Phl gov’t should stop playing the victim — Human Rights Watch
MANILA — Human Rights Watch called on the Philippine government to stop playing the victim following the statement of Foreign Affairs Secretary Alan Peter Cayetano that drug war critics have “politicized” and “weaponized” human rights.
“The truth is, the Philippine government needs to answer for more than 12,000 lives lost without due process in this brutal campaign across the country.
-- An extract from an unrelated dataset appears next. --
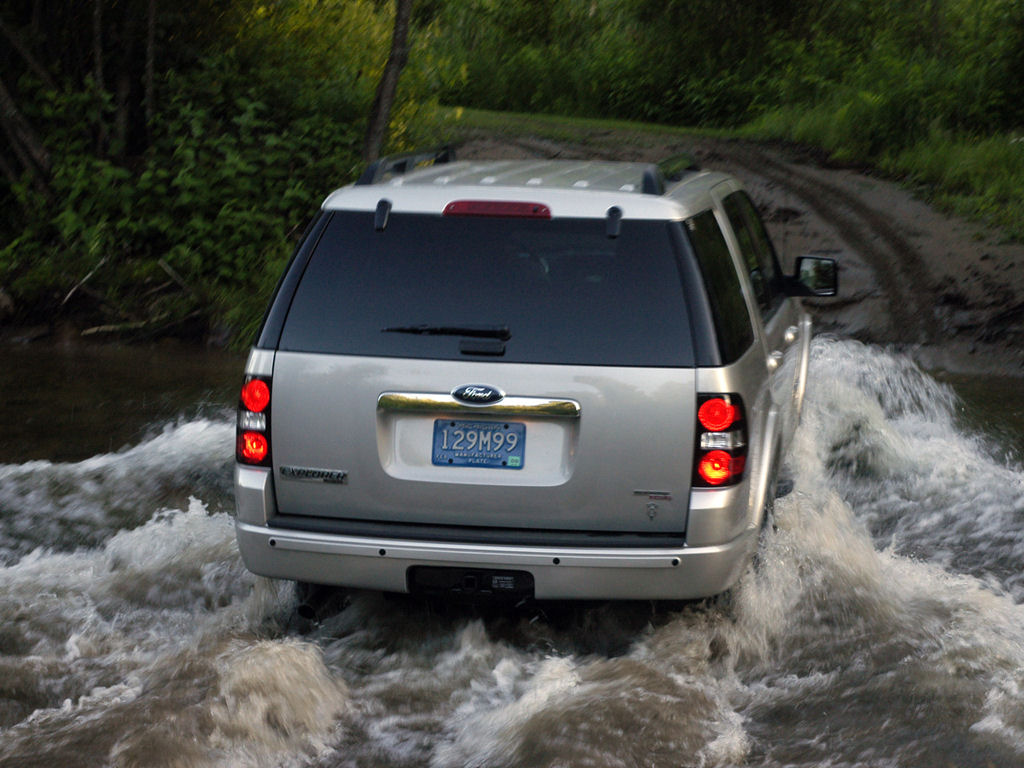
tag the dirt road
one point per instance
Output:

The government should stop depicting itself as the victim,” HRW Asia Division researcher Carlos Conde said in a statement Wednesday.
Conde said that Cayetano’s pronouncement is “totally without basis and serves only to frustrate the calls by many for accountability for the Duterte administration’s atrocities related to the socalled war on drugs.”
He also urged the government to heed Iceland’s renewed call to cooperate with a mission of United Nations experts.
“The UN Human Rights Council should take all necessary measures to help end to extrajudicial killings in the Philippines’ “drug war” and bring those responsible to justice, including establishing an independent international body to investigate these abuses, which may amount to crimes against humanity,” Conde said.
Speaking before the 37th UNHRC in Geneva, Cayetano said that President Rodrigo Duterte’s brutal drug war was meant to “save lives, to preserve families, to protect communities and stop the country from sliding into a narco-state” amid the mounting death toll in the crackdown.
In the same speech before the UNHRC on Tuesday, Cayetano, without making direct references to the UN rapporteur on summary executions Agnes Callamard, reiterated that the government would allow any probers to look into alleged summary executions in the drug war, except her.
Callamard has earned the ire of the administration over her criticisms of the drug war.